Steuerliche Erleichterungen wegen der Auswirkungen des Coronavirus'

Das Bundesfinanzministerium hat mit Schreiben vom 19.3.2020 im Einvernehmen mit den obersten Finanzbehörden der Länder Regelungen erlassen, die für die von den Folgen der Corona-Krise betroffenen Unternehmen und Steuerzahler steuerliche Erleichterungen vorsehen. Von besonderer Bedeutung ist die Möglichkeit, Steuerforderungen zinslos zu stunden.

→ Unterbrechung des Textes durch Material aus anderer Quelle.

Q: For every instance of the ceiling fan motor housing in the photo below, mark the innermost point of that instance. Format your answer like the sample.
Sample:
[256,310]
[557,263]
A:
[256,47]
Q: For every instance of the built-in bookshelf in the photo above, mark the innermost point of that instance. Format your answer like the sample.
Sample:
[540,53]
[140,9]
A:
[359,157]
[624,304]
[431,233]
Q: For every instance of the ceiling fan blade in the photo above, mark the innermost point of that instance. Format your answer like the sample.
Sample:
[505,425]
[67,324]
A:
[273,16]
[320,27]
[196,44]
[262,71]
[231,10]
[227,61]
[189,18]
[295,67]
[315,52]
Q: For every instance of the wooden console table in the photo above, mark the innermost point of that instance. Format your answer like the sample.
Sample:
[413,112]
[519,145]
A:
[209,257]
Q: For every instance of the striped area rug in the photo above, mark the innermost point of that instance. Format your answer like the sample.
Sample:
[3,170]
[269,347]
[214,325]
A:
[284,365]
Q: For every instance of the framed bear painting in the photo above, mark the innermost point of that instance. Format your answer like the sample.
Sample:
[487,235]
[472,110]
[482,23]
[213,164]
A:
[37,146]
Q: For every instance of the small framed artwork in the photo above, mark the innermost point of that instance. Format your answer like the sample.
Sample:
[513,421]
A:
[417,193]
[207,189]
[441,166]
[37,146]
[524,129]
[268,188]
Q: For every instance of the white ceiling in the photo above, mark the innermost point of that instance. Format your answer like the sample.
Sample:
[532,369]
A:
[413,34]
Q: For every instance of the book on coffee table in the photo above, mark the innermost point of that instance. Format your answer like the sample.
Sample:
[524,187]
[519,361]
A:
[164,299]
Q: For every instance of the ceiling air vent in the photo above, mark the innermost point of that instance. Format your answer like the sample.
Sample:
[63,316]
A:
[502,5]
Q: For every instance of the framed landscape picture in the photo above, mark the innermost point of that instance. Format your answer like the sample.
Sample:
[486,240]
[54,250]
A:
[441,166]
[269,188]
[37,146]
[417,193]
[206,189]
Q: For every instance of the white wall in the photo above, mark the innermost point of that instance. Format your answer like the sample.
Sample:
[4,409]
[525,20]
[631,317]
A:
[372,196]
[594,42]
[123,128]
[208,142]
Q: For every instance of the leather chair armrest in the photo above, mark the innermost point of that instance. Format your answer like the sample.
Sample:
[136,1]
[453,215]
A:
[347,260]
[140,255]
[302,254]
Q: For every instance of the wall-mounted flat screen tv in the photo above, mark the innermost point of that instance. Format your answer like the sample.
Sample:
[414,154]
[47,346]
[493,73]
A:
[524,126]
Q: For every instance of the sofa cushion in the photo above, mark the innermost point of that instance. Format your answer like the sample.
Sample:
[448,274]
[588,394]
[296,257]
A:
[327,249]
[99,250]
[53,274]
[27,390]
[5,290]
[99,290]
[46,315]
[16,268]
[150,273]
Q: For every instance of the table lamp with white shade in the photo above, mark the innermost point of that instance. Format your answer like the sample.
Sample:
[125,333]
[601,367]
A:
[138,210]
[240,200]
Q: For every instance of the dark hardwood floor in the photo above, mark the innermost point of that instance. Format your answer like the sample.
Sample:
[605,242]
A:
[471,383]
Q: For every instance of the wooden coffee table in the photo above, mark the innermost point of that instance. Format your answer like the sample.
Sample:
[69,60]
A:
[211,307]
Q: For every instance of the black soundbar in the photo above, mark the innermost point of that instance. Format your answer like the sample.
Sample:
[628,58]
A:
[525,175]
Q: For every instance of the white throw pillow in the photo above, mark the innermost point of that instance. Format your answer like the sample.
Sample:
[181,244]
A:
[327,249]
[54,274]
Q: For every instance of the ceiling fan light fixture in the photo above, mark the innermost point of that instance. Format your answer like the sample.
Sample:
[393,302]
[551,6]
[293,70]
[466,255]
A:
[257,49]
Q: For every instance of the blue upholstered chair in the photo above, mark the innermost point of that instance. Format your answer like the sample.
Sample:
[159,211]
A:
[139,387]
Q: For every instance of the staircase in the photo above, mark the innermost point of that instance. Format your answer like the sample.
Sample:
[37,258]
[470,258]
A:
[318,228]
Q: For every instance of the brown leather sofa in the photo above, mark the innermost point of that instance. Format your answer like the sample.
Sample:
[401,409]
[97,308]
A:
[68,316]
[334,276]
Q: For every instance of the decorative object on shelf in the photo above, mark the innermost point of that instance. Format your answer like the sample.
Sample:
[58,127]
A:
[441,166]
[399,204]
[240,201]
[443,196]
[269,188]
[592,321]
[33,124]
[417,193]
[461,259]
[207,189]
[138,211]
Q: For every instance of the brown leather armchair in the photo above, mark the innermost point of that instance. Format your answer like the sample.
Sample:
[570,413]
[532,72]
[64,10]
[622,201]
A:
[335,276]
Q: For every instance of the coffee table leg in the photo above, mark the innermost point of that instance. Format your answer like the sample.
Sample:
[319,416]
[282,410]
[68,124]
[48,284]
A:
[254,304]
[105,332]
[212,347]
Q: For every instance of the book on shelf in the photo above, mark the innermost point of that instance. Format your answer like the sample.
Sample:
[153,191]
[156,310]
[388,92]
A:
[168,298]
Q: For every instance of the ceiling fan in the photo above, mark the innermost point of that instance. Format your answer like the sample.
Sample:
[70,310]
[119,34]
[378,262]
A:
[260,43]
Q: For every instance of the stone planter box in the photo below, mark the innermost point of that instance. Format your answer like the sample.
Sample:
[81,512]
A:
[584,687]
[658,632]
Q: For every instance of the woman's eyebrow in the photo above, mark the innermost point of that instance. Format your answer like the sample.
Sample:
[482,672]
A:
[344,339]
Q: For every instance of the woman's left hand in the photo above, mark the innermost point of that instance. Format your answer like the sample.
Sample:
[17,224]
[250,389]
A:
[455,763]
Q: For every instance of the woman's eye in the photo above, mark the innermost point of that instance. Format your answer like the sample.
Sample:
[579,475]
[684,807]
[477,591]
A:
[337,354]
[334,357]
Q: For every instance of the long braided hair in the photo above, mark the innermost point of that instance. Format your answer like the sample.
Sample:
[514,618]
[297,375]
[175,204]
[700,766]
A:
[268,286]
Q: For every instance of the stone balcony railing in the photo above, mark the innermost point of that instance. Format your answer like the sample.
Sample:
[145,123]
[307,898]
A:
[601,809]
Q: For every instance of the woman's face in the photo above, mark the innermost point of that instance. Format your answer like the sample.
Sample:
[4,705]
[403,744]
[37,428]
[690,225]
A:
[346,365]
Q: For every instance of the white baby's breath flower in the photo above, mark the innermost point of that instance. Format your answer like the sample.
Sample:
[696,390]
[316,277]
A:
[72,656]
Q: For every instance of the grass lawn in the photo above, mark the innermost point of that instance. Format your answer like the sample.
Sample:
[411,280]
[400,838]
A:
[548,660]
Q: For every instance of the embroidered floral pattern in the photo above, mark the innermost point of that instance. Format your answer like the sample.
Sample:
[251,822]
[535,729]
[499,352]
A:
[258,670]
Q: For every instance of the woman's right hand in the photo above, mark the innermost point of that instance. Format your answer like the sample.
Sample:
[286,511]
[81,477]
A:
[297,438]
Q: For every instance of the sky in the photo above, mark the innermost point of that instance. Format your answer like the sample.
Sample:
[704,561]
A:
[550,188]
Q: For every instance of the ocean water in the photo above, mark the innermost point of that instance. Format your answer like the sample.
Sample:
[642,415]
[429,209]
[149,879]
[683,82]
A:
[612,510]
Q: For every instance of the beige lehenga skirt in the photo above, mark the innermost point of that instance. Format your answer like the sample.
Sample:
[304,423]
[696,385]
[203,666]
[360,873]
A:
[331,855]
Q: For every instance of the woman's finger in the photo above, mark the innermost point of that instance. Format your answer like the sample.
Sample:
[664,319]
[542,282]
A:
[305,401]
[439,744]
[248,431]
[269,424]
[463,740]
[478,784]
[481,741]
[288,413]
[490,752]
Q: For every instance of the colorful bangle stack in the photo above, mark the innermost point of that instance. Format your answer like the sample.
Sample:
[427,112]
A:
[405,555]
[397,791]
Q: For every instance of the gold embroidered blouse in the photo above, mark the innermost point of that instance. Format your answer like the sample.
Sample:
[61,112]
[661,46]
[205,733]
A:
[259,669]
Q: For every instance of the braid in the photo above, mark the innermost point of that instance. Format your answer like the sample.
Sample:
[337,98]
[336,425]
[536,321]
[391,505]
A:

Die nachweislich unmittelbar und nicht unerheblich betroffenen Unternehmen und Steuerpflichtigen können beim Finanzamt bis zum 31.12.2020 unter Darlegung ihrer Verhältnisse Anträge auf Stundung der bis zu diesem Zeitpunkt bereits fälligen oder fällig werdenden Steuern sowie Anträge auf Anpassung der Vorauszahlungen auf die Einkommen- und Körperschaftsteuer stellen.

Die Anträge sind von den Finanzämtern nicht deshalb abzulehnen, weil die Steuerpflichtigen die entstandenen Schäden wertmäßig nicht im Einzelnen nachweisen können. Bei der Nachprüfung der Voraussetzungen für Stundungen sind von den Finanzämtern keine strengen Anforderungen zu stellen. Auf die Erhebung von Stundungszinsen kann in der Regel verzichtet werden.

Anträge auf Stundung der nach dem 31.12.2020 fälligen Steuern sowie Anträge auf Anpassung der Vorauszahlungen, die nur Zeiträume nach dem 31.12.2020 betreffen, sind aber besonders zu begründen.

Wird dem Finanzamt aufgrund Mitteilung des Vollstreckungsschuldners oder auf andere Weise bekannt, dass der Vollstreckungsschuldner unmittelbar und nicht unerheblich betroffen ist, soll bis zum 31.12.2020 von Vollstreckungsmaßnahmen bei allen rückständigen oder bis zu diesem Zeitpunkt fällig werdenden Steuern im o.g. Sinne abgesehen werden.

In den betreffenden Fällen sind zudem die im Zeitraum vom 19.3.2020 bis zum 31.12.2020 verwirkten Säumniszuschläge für diese Steuern zum 31.12.2020 zu erlassen.